Sämtliche Traditionen finden sich wieder, „Reflections“
reflektiert den Gothic Rock, wie er seit über 35 Jahren besteht,
vermeidet aber den Blick sowohl auf die Zeit davor (Pink Floyd, Led
Zeppelin, Roxy Music, David Bowie) als auch in andere Richtungen.
Damit bedienen sie ja nicht einmal junge, nachwachsende Fans, weil
die ihre eigenen Epigonen feiern, sondern höchstens einige
Altgewordene, die dem klassischen Sound nachtrauern und dabei
vielleicht übersehen, dass es zahllose Bands gibt, die diesen Sound
bedienen, oder vielleicht schlichtweg keinen anderen Sound in ihrer
Sammlung zulassen, aber doch neue Platten kaufen wollen.
Das
ist ja auch alles nicht schlecht, was October Burns Black hier
machen. Trotz Simon Rippin sind es weniger die grantelig-dunklen
Fields, die hier durchschwingen, sondern eher die etwas seichteren
Vertreter, also die an U2 geschulten The Mission. Also schöne
Melodien, klarer Gesang, erhebende Gitarren, wenig Ecken und Kanten.

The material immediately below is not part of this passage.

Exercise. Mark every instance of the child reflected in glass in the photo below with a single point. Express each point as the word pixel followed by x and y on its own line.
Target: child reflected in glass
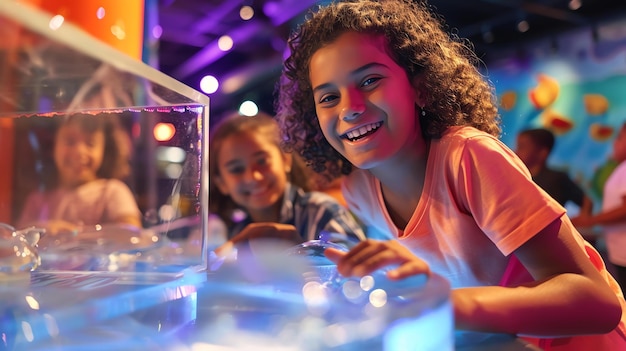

Die Texte bedienen ebenfalls die musikalische Grundstimmung, Titel
wie „Dark Times Ahead“ weisen in die entsprechende Richtung.

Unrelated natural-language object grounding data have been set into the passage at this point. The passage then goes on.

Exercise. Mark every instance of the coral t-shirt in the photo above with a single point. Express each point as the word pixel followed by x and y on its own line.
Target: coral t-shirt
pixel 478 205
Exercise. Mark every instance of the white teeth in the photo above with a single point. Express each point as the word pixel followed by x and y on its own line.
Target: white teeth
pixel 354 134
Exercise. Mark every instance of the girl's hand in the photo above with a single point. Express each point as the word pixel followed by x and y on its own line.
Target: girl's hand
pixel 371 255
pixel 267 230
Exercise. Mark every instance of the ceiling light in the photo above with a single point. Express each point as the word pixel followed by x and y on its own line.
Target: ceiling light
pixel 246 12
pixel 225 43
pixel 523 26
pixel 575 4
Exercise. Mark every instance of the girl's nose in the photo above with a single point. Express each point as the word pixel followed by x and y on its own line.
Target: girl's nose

Alles ist gefällig, stört den Grufti nicht beim Bügeln und malt
die Welt schön in kuscheligem dunkelschwarz. Klingt also alles nach
der Gruftvariante einer Altstadtfest-Coverband: Den Hörer nicht mit
Fremdem verwirren.
Rippin nun ist offenbar kein festes
Bandmitglied, sondern der ausgeborgte Studio- und Livedrummer, an dem
man sein Aushängeschild festnageln kann. Bandgründer ist Bassist
James Tamel, der 1987 der US-Gothrockband The Wake beitrat. Den
Gesang übernimmt der Nordire Rod Hanna, in den Neunzigern bei der
Band Return To Khaf’ji (kein Tippfehler). Er ist der Neue in der
Band, er ersetzte seinen Vorgänger Ger Egan von den irischen
Gothicrockern This Burning Effigy erst vor wenigen Monaten. Zwei
Gitarristen leisten sich October Burns Black. Der erste ist Lars
Kappeler aus Bochum, umtriebig in diversen Bands von Wave bis Death
Metal, davon aktuell noch bei Sweet Ermengarde und Atomic Neon, die
selbstredend – Überraschung! – Gothic Rock spielen; er war
vorübergehend Gitarrist bei The House Of Usher. Zweiter Gitarrist
ist Tommy Olsson aus Norwegen, der gegenwärtig noch bei Long Night
spielt und ansonsten namhafte Szene-Bands wie Theatre Of Tragedy oder
Elusive in seiner Vita hat.
Viel Erfahrung, wenig Mut: Da
hätte mehr drin sein können. „Reflections“ ist erst die zweite
EP, nach „Fault Lines“ aus dem Jahr 2018. Wer die CD direkt bei
der Band bestellt, bekommt Buttons und Sticker dazu, das ist
fanfreundlich und sympathisch.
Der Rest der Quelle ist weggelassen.